Les deux heures et demi sont passés trop vite, on est tous mécontents de ne pas avoir pu vraiment exposer notre point de vue, mais il faut descendre vite restituer à la ministre les résultats de cet atelier.
Les rapporteurs des six atéliers résument les résultats des travaux, et je suis assez admiratif devant une Axelle Lemaire qui note tous les points, et se lance ensuite dans une séance de commentaire non préparée qui montre qu'elle a bien tout noté.
Ou presque... à ma grande déception, elle reprend, un par un, quatre des cinq points résultant de notre atelier, mais pas celui qui est le plus important : la non-exclusivité de la concession des droits sur les articles aux éditeurs!
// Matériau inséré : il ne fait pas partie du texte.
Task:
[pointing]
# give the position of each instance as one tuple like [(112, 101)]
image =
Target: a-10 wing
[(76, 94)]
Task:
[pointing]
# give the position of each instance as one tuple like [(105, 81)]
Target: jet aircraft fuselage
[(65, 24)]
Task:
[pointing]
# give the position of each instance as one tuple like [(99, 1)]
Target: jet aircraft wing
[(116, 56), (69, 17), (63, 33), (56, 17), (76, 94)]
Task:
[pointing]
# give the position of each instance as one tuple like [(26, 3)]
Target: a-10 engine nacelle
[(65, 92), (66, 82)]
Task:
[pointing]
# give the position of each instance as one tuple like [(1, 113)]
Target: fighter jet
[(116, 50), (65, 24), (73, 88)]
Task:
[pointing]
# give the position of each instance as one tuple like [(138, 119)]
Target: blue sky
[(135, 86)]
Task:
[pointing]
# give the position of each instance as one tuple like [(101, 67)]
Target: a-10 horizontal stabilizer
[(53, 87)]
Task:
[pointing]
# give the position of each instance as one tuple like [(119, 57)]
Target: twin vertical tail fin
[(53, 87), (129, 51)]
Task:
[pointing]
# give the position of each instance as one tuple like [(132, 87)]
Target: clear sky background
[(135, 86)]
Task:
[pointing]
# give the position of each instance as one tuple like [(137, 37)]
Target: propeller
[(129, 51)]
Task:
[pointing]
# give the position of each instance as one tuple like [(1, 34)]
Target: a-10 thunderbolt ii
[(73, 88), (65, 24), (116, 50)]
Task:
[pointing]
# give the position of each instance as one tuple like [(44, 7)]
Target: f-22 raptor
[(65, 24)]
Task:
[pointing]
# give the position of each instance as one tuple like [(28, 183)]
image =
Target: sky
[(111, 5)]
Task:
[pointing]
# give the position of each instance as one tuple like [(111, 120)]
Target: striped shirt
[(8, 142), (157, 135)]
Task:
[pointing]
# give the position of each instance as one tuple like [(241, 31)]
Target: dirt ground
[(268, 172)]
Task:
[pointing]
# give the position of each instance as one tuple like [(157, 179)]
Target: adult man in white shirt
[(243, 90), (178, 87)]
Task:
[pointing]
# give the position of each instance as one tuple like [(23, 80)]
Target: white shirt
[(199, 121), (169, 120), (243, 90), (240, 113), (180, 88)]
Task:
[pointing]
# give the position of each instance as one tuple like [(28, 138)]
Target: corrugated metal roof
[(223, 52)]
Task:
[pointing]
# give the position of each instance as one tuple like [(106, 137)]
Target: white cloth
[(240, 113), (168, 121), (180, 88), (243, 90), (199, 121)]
On nous confirme, dans cette séance de commentaire, que la loi suit le processus normal, sans procédure d'urgence, et donc on est bien partis pour deux ans de débats et navettes parlementaires: donc, le travail ne fait que commencer, et on aura largement le temps d'intervenir à nouveau.
Bis repetita ...
A la fin de la séance, je peux m'approcher d'Axelle Lemaire. Après l'avoir sincèrement remerciée d'avoir mis en place la consultation publique sur le texte de loi qui nous a permis de nous exprimer, je l'interpelle sur le point qu'elle avait omis de mentionner, sur la non-exclusivité de la cession des droits aux éditeurs.
Elle m'explique que dans la restitution orale qui avait été faite de notre travail, ce point ne lui avait pas paru clair.
Je lui réexpose rapidement le tout, je vois qu'elle prend une note, je la remercie.
Maintenant, je peux repartir, l'après-midi n'aura peut-être pas été perdu.